Downloads can be calculated in advance. So, when clients request a download, it can be delivered immediately. Calculation in advance is achieved by the help of so called schedule plans.

If a tree is to be calculated in advance, its configuration's download section must name the schedule plan.

    "name": "my-tree",
    "download": {
      "mode": "auto",
      "schedule": "nightly"
    },
    "root": {
      ....

This way tree my-tree is configured to be calculated in advance at a schedule with name nightly. Multiple trees can follow the same schedule plan. If a tree should follow multiple schedule plans, list notation can be used.

For scheduled downloads there is no need to configure any cacheDuration.
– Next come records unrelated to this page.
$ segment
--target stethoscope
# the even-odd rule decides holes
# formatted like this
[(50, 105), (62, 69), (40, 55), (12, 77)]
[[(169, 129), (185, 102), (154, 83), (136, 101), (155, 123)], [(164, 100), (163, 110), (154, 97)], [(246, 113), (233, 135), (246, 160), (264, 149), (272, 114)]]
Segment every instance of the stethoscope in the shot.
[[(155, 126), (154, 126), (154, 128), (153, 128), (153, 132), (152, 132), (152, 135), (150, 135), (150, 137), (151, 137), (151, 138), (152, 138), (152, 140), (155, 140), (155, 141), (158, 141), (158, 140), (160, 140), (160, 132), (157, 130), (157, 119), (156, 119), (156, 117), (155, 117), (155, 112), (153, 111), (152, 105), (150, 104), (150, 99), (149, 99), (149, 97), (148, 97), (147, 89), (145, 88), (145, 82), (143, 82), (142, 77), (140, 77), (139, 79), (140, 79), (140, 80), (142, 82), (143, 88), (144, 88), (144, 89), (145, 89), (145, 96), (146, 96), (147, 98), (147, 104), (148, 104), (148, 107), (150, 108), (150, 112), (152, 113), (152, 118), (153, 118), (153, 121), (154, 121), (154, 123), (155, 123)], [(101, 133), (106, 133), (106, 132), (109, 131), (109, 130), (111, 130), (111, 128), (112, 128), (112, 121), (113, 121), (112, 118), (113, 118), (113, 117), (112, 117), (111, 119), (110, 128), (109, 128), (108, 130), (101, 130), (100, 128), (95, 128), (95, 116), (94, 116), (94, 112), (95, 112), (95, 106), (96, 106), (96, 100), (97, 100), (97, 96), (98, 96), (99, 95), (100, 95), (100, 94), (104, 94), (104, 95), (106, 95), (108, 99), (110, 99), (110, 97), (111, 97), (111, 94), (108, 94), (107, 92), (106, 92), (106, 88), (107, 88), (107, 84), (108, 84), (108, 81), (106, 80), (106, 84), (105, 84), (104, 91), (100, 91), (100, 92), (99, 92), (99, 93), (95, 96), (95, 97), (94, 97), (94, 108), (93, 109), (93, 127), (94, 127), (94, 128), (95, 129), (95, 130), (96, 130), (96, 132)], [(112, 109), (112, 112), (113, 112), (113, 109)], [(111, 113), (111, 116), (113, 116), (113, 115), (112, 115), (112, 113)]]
Configuring the names of schedule plans, a tree should follow, is necessary, but not sufficient. The actual scheduling is still to be defined. Schedule plans are defined by insight properties prefixed with "schedule". Schedule plan nightly from the example above could be defined like this:

    #insight properties
    schedule.nightly=every day; at 03:00

Daily, weekly and monthly intervals are supported. The rules are best explained by examples:

Notice that weekdays must be notated capitalized!

    #insight properties
    schedule.nightly=every day; at 03:00
    schedule.planA=every day; but Saturday; at 21:30
    schedule.planB=every day; but Saturday,Sunday; at 22:35
    schedule.planC=every Monday; at 05:45
    schedule.ultimo=every month; on the -1st; at 22:00
    schedule.firstSundayOfMonth=every month; on the 1st Sunday; at 12:00
    schedule.lastSundayOfMonth=every month; on the -1st Sunday; at 12:00

After modifying or adding schedule plans, download-schedule has to be restarted in order to obey the changed plans.

Download for each relevant User-Profile

download-schedule will cause downloading all trees with the given schedule plan at the respective schedule. Not that obvious is how many exemplars of a tree will be downloaded.

It depends on two factors, how many exemplars of a tree will be downloaded - the queryParams and who was logged in. queryParams divide application data in equivalence classes. For each equivalence class, a user was logged in for, a download of that tree will be calculated. Example: Given a tree with a single queryParam site and given that all formerly logged in users' site is either HD or WHM. Then two exemplars will be downloaded: site=HD and site=WHM. When a user later requests the download, that of the user's site will be delivered.

Warning: Careless configuration of schedule plans can lead to huge download data and heavy load associated with it. It's generally a bad idea to associate schedule plans to personal trees (trees that have login in its queryParams), or to trees with list-ish queryParams (queryParam whose values are lists), because the number of equivalence classes can be very high.

Deleting unwanted downloads

If downloads are cached due to a set cacheDuration or schedule, they will persist until their expiration date is reached. This expiration date is calculated at download/schedule time. If a configuration gets changed and you want to get rid of the now obsolete cached downloads, you can delete them in your browser at http://localhost:8080/download/admin.

Incorporating incremental changes

Currently this feature is only supported for Maximo backends.

Calculating downloads in advance has one drawback: data accuracy. Changes that were made between the precalculation and the request time are not reflected within the download. So called delta changes help to mitigate the problem. Instead of downloading the entire content again, only the changes since the most recent schedule are calculated an incorporated into the download. This way, data can be kept accurate without causing heavy load and/or bandwith.

This mechanism is limited by the fact, that only changes within root objects of the tree are considered. Furthermore the launchpoint of the root type, that propagates changes to insight middleware, must be activated.

In order to provide and incorporate incremental changes the following applications must be deployed:

  • insight-reconciler
  • insight-recent-changes

In the case that you don't want delta changes be incorparated into precalculated downloads, you can turn them off:

    "name": "my-tree",
    "download": {
      "mode": "auto",
      "schedule": "nightly",
      "delta": "disabled"
    },
    "root": {
      ....